365 Days of Catholic Wisdom: A Treasury of Truth, Beauty, and Goodness (2021) was a pure pleasure. It contains many of the passages that led me to become a Catholic in the first place. Other passages served to deepen my understanding, steel my courage, and breathe new life into my life’s aspirations. TAN Books did a beautiful job of designing and producing this book, except for the too-dark cover. But I was very proud to have published a book with an actual ribbon in it! By the way, my friend Joseph Pearce has called this his “favorite” of all of TAN’s books — and no money changed hands.

Matt Schlapp and I collaborated on the writing of The Desecrators: Defeating the Cancel Culture Mob and Reclaiming One Nation Under God (TAN Books, 2022).
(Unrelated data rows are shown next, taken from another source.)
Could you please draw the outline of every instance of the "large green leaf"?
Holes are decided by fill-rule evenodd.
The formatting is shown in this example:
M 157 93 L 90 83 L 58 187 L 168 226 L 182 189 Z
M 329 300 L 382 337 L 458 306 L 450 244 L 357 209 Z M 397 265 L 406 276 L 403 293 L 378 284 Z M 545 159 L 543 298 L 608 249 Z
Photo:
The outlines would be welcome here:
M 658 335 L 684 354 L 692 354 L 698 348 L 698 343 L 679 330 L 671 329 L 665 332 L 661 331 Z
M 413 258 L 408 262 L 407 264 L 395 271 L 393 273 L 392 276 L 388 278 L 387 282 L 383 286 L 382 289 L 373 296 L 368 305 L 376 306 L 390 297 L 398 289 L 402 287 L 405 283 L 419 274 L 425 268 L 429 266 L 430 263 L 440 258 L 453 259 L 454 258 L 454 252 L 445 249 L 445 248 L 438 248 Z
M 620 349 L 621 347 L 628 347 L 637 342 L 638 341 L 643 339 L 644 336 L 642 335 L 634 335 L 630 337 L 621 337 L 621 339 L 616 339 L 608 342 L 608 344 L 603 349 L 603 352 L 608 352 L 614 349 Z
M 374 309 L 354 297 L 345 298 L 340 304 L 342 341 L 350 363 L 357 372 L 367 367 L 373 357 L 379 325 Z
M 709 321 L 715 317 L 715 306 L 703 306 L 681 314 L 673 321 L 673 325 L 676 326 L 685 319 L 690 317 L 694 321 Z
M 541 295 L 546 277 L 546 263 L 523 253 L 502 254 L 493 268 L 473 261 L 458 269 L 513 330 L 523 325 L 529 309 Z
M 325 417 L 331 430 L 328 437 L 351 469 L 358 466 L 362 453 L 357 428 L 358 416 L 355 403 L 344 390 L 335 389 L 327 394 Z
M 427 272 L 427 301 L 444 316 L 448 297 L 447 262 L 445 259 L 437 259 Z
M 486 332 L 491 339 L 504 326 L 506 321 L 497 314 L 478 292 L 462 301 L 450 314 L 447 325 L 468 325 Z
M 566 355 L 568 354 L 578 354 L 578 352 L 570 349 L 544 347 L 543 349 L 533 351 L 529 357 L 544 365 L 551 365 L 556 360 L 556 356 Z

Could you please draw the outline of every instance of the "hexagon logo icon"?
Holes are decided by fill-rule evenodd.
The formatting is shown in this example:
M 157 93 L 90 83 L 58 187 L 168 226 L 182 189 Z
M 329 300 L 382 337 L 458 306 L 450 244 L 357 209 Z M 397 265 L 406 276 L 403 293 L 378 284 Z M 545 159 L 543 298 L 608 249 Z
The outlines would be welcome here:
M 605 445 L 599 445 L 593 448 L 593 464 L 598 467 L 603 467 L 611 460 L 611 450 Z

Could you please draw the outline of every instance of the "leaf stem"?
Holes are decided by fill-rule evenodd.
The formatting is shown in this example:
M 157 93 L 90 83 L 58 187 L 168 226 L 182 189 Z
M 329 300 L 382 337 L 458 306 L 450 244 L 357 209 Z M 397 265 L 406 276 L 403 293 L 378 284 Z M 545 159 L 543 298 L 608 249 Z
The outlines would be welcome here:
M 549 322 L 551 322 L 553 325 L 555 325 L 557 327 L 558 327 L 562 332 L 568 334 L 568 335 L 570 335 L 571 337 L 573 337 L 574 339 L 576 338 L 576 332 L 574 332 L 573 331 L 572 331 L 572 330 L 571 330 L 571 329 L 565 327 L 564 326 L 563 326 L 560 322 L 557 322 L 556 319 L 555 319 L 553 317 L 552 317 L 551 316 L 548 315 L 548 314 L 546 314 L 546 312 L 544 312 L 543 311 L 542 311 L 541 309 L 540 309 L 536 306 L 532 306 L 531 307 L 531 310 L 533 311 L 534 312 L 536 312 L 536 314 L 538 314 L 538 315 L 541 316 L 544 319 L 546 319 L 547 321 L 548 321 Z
Matt’s wife Mercy wrote a beautiful introduction which brought the heart of the book more to the surface.  Thanks to the Schlapps, The Desecrators received blurbs from practically every leader in the conservative movement and exposure on most conservative major TV and radio shows. As a result, it spent a while on the best-seller lists on Amazon and Barnes & Noble, a very new experience for me.

I’m not sure what will come next, if anything. I spend more time reading than ever, in part to prepare for my weekly radio show, Church and Culture, on the Ave Maria Radio Network or for the courses I’m teaching for the Albertus Magnus Institute. Next up is a course on the life and work of the French Catholic novelist and polemicist, George Bernanos.